精神疾患の種類と見分け方
近年、精神疾患への関心が高まっていますが、身近な人の行動が気になることも多いでしょう。本稿では、うつ病、PTSD、双極性障害(躁・うつエピソード)、統合失調症の主なサインと、適切な対応のポイントをまとめました。
うつ病の見分け方
本人に気分を尋ねる。3週間以上続く「極度の悲しみ」や「価値がない」感覚があるか。
食欲の急激な変化がないか。食欲増減はうつ病の典型的な症状です。
睡眠や外出の状況を聞く。睡眠障害や活動低下が見られたら要注意。
原因不明の頭痛・腹痛が続くか。身体的疾患を除外した上で、心理的要因の可能性を考える。
自殺念慮や自殺計画の言動があれば、すぐに緊急通報(119)または自殺防止ホットラインへ連絡する。
外傷後ストレス障害(PTSD)の見分け方
自然災害や戦争、事故などのトラウマ体験後、1〜12か月以内に症状が出ることが多い。サポートの姿勢を示す。
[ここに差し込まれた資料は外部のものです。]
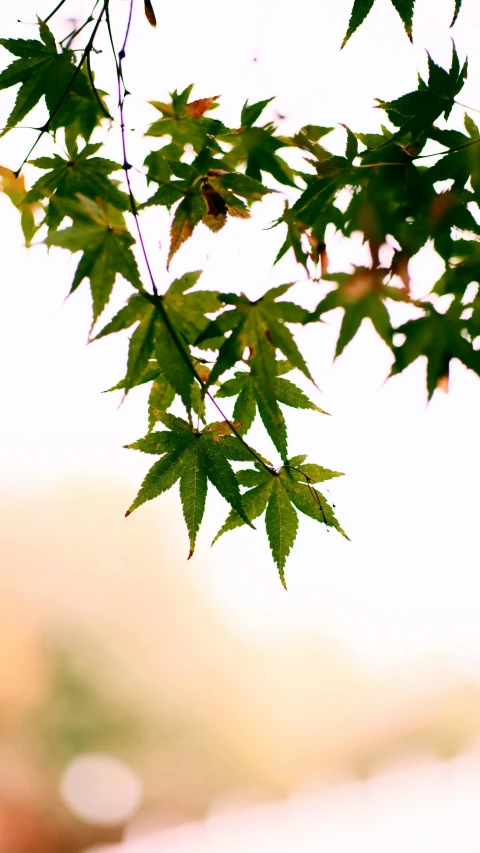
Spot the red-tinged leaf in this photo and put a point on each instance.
(187, 215)
(196, 109)
(150, 14)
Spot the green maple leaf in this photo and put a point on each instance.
(186, 123)
(80, 173)
(460, 166)
(315, 205)
(207, 195)
(101, 234)
(194, 458)
(186, 315)
(280, 495)
(439, 337)
(250, 398)
(256, 148)
(405, 8)
(44, 72)
(415, 112)
(261, 328)
(360, 296)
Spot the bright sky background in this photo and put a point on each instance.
(408, 583)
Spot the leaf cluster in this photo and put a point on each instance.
(415, 183)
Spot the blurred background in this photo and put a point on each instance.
(150, 704)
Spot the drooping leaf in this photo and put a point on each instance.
(149, 13)
(14, 187)
(42, 71)
(280, 493)
(193, 491)
(359, 12)
(405, 10)
(100, 232)
(439, 337)
(360, 295)
(80, 173)
(161, 398)
(281, 522)
(161, 477)
(187, 215)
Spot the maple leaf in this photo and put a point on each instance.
(360, 296)
(44, 72)
(256, 148)
(185, 312)
(416, 111)
(80, 173)
(260, 327)
(195, 458)
(405, 8)
(279, 496)
(14, 187)
(198, 108)
(250, 398)
(186, 123)
(206, 197)
(149, 13)
(439, 337)
(101, 234)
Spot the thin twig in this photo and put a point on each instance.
(57, 7)
(74, 76)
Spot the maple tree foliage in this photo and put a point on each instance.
(416, 182)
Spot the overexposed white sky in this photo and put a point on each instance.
(408, 583)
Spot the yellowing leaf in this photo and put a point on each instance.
(195, 109)
(14, 188)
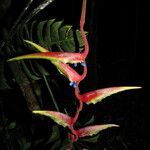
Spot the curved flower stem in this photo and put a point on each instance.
(51, 94)
(79, 109)
(82, 22)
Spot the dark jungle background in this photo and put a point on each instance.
(118, 56)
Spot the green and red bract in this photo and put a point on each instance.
(63, 68)
(99, 95)
(92, 130)
(60, 118)
(67, 71)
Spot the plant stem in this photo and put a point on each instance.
(50, 92)
(16, 23)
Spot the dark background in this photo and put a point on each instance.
(118, 56)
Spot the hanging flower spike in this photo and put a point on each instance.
(60, 118)
(99, 95)
(92, 130)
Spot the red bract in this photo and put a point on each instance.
(67, 71)
(92, 130)
(60, 118)
(99, 95)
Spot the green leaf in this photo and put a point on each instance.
(56, 145)
(3, 81)
(93, 130)
(40, 35)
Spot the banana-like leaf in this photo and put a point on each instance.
(92, 130)
(98, 95)
(60, 118)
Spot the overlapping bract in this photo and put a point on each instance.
(60, 60)
(98, 95)
(65, 57)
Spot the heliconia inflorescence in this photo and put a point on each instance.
(61, 60)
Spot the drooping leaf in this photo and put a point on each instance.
(92, 130)
(99, 95)
(92, 139)
(60, 118)
(64, 57)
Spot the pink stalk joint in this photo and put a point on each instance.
(73, 84)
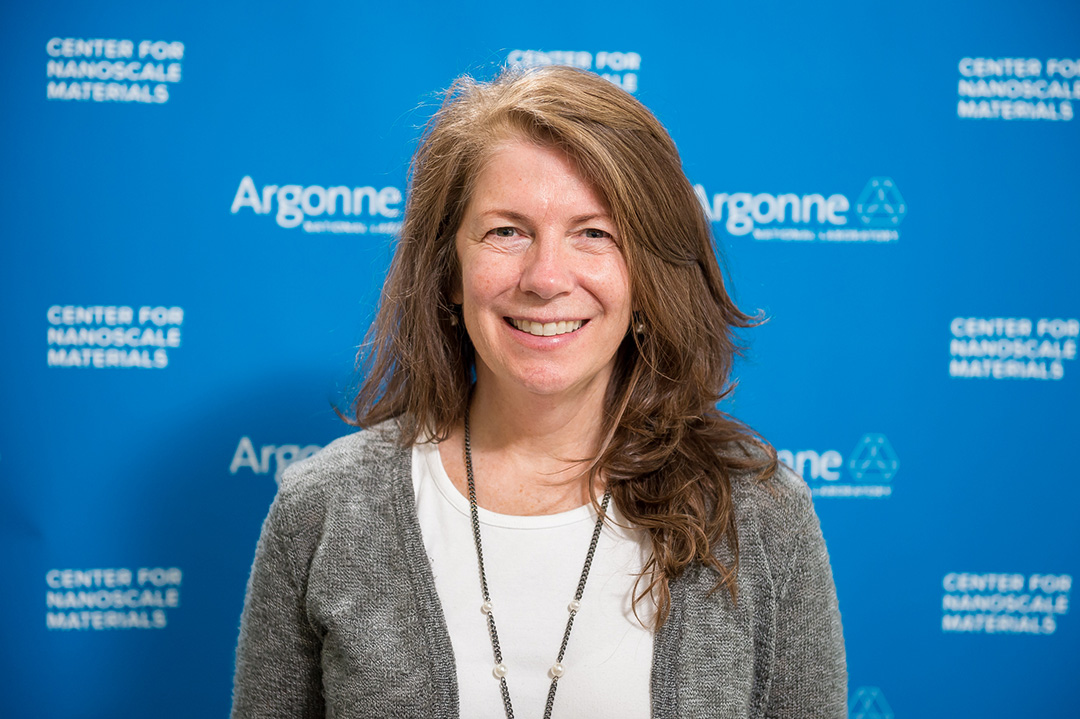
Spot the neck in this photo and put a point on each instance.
(527, 450)
(551, 430)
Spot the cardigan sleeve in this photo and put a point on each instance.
(809, 666)
(279, 653)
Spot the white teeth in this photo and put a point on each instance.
(549, 329)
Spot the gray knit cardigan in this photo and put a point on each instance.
(342, 620)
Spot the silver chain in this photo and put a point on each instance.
(572, 608)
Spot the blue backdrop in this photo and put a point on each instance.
(202, 199)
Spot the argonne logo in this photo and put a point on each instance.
(294, 204)
(872, 465)
(810, 217)
(868, 703)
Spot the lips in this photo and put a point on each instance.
(547, 328)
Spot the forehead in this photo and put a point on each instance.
(532, 174)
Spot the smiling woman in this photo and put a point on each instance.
(545, 498)
(544, 288)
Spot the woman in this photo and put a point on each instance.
(547, 513)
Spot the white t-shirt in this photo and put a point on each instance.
(532, 566)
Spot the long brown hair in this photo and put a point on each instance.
(667, 453)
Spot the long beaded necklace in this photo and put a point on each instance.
(500, 669)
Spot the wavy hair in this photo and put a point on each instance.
(667, 452)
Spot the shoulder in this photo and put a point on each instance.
(364, 464)
(774, 518)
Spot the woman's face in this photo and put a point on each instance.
(544, 287)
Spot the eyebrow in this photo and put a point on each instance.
(517, 217)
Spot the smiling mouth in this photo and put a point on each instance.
(548, 329)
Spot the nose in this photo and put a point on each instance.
(547, 268)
同じ出来事を繰り返し語る、フラッシュバック(音や映像が頭に蘇る)といった話し方があるか。
悪夢や夜間の覚醒が頻繁か。睡眠の質を確認する。
トラウマに関連する場所・人物・活動を避けようとするか。
うつ症状や突発的なイライラ・怒りの爆発があるか。
趣味や対人関係への関心が低下していないか。
過度の驚愕反応や過警戒(ハイパーヴィジランス)が見られるか。
双極性障害(躁状態)の見分け方
根拠のない過度な高揚感や希望感が急に現れるか。
落ち着きのない行動や早口・思考の飛躍があるか。
睡眠欲求が減少し、ほとんど寝ないで活動的であるか。
衝動的な仕事辞めや飲酒、危険な行動が見られるか。
クレジットカードの利用急増や金銭の使い込みがあるか。
幻覚や妄想的な発言(例:特別な能力がある)をしていないか。
双極性障害(うつ状態)の見分け方
極端な幸福感から急に深い悲しみや絶望感へと変わるか。
昼間ずっと寝ている、あるいは逆に疲れたと訴えても眠れない状態が続くか。
以前興味を示していたプロジェクトや活動への関心が失われているか。
自殺念慮や死への言及がある場合は、直ちに専門機関へ連絡する。
統合失調症の見分け方
非現実的な信念(例:自分は神である、他人が自分の思考を盗む)を語るか。
幻聴や幻視があるか。実際に存在しない声や映像を経験している。
会話や文章が論理的でなく、意味が通じにくいか。
同じ動作を繰り返す(例:円を描くように歩く)などの身体的反復行動が見られるか。
感情の表出が不適切(例:悲しい出来事で笑う)や感情が乏しいか。
上記のサインに気付いたら、まずは本人の話を受け止め、専門医への受診を勧めましょう。早期の診断と適切な支援が回復への鍵です。